Washington annonce des mesures punitives contre le Bélarus, Poutine défend l'ami Loukachenko

  • Poutine reçoit Loukachenko et vante « l’union des deux pays ». Il rappelle l'atterrissage forcé à Vienne en 2013 de l'avion du président bolivien Evo Morales
  • Le président bélarusse s’en prend à « ces amis occidentaux », qui veulent « déstabiliser la situation » comme en août 2020, quand des manifestations sans précédent avaient secoué le pays

MOSCOU: Les Etats-Unis ont confirmé vendredi une série de sanctions contre le Bélarus, après le détournement d'un vol Ryanair dimanche et l'arrestation d'un opposant politique à Minsk, alors que le président russe Vladimir Poutine a longuement reçu son homologue Alexandre Loukachenko à Sotchi au moment même où celui-ci est sous le feu des critiques occidentales.

En plus de mesures déjà annoncées au cours des dernières semaines, Washington a dit dans un communiqué élaborer avec l'Union européenne « une liste de sanctions ciblées à l'encontre de membres-clés du régime de Loukachenko ».

« Le détournement forcé par le Bélarus, sous de faux prétextes, d'un vol commercial de Ryanair qui circulait entre deux états membres de l'Union européenne » et l'arrestation du journaliste Roman Protassevitch « constituent un affront direct aux normes internationales », a affirmé la porte-parole de la Maison Blanche Jen Psaki.

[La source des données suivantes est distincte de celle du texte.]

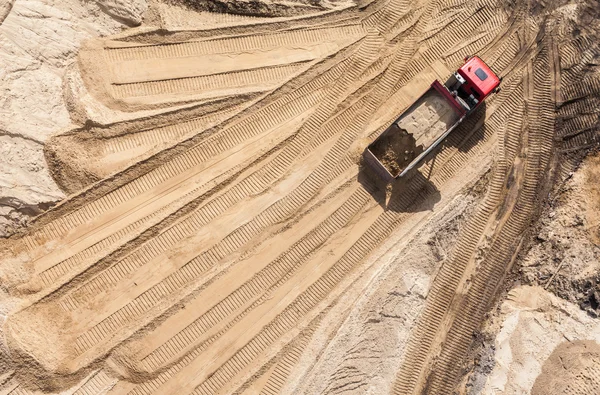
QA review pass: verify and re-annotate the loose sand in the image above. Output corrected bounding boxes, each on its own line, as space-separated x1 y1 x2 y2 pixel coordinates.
0 0 599 394
472 286 600 394
0 0 143 236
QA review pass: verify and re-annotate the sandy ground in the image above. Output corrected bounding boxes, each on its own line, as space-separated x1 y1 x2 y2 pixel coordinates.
472 285 600 394
0 0 598 394
0 0 144 236
458 153 600 394
291 181 486 394
520 152 600 315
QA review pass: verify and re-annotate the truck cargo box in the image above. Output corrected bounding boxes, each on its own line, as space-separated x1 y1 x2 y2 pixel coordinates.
364 81 466 181
363 56 500 183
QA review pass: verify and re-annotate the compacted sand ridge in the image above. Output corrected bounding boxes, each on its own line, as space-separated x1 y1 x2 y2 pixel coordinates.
0 0 599 394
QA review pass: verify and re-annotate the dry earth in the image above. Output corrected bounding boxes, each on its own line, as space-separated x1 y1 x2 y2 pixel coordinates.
465 285 600 394
461 151 600 394
0 0 142 236
0 0 599 394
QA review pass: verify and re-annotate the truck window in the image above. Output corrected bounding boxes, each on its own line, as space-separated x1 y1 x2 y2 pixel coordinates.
475 68 488 81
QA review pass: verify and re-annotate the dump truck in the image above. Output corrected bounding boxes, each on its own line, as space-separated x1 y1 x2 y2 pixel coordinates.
364 56 501 181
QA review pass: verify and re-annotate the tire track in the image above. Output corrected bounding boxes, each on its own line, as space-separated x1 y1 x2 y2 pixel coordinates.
72 371 117 395
114 181 370 376
252 326 318 395
102 105 248 156
9 44 361 300
392 34 556 394
103 24 365 62
5 33 384 375
111 62 310 102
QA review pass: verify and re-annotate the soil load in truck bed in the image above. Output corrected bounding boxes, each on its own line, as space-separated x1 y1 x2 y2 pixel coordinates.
368 125 424 176
367 85 464 179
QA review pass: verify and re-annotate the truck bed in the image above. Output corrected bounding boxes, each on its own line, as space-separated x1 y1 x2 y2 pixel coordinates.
364 81 466 181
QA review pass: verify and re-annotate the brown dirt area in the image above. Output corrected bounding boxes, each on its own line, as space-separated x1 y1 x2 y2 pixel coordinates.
459 150 600 394
519 151 600 317
583 152 600 246
0 0 599 394
531 340 600 394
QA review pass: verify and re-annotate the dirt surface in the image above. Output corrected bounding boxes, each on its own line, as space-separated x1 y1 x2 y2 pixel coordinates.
460 151 600 393
0 0 599 395
532 340 600 394
293 179 485 394
519 151 600 317
583 152 600 246
0 0 145 237
463 286 600 394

Des sanctions économiques contre neuf entreprises publiques du Bélarus, réimposées en avril à la suite de la répression des manifestations pro-démocratie, seront effectives le 3 juin.

Dans la foulée d'élections contestées en 2006, Washington avait interdit toute transaction avec ces sociétés. Le Trésor américain avait ensuite suspendu ces sanctions en 2015 en saluant certains progrès, mais le gouvernement américain avait averti fin mars que cette suspension pouvait ne pas être renouvelée lors de la prochaine échéance.

Washington déconseille également à nouveau à ses citoyens de se rendre au Bélarus: le pays est classé au niveau 4, « ne pas s'y rendre ».

Rencontre Poutine- Loukachenko à Sotchi

Le président russe Vladimir Poutine a longuement reçu vendredi son homologue Alexandre Loukachenko à Sotchi, une station balnéaire russe des rives de la mer Noire, une rencontre scrutée de près pour jauger le soutien du Kremlin à M. Loukachenko.

« Je suis très content de vous voir », a déclaré M. Poutine, tout sourire, en l'accueillant dans sa résidence d'été, lui proposant de faire après la rencontre une baignade en mer.

Il a acquiescé lorsque M. Loukachenko a décrit la crise comme un « accès d'émotion », et a rappelé devant les journalistes que l'atterrissage forcé à Vienne en 2013 de l'avion du président bolivien Evo Morales, soupçonné d'être reparti de Moscou avec à son bord le lanceur d'alerte américain Edward Snowden, avait soulevé peu de protestations.

« Le président avait été sorti de l'avion, et rien, le silence », a dit M. Poutine.

« Ce qu'ils veulent de nous est bien clair, ces amis occidentaux », a dit de son côté M. Loukachenko, estimant qu'il s'agissait de « déstabiliser la situation pour que ce soit comme en août » 2020, quand un mouvement de contestation sans précédent avait secoué le Bélarus.

Mallette de documents

M. Loukachenko était arrivé avec une mallette à la main, affirmant vouloir montrer à M. Poutine « des documents » relatifs à l'incident du vol Ryanair et le remerciant pour son soutien.

Les entretiens à Sotchi ont duré plus de 5 heures, mais rien n'a été annoncé.

Les deux hommes avaient vanté au début de la rencontre le rapprochement entre les deux pays.

« Nous sommes en train de construire une Union » entre les deux pays, a souligné le président russe, « ce travail apporte déjà des résultats concrets pour nos citoyens ».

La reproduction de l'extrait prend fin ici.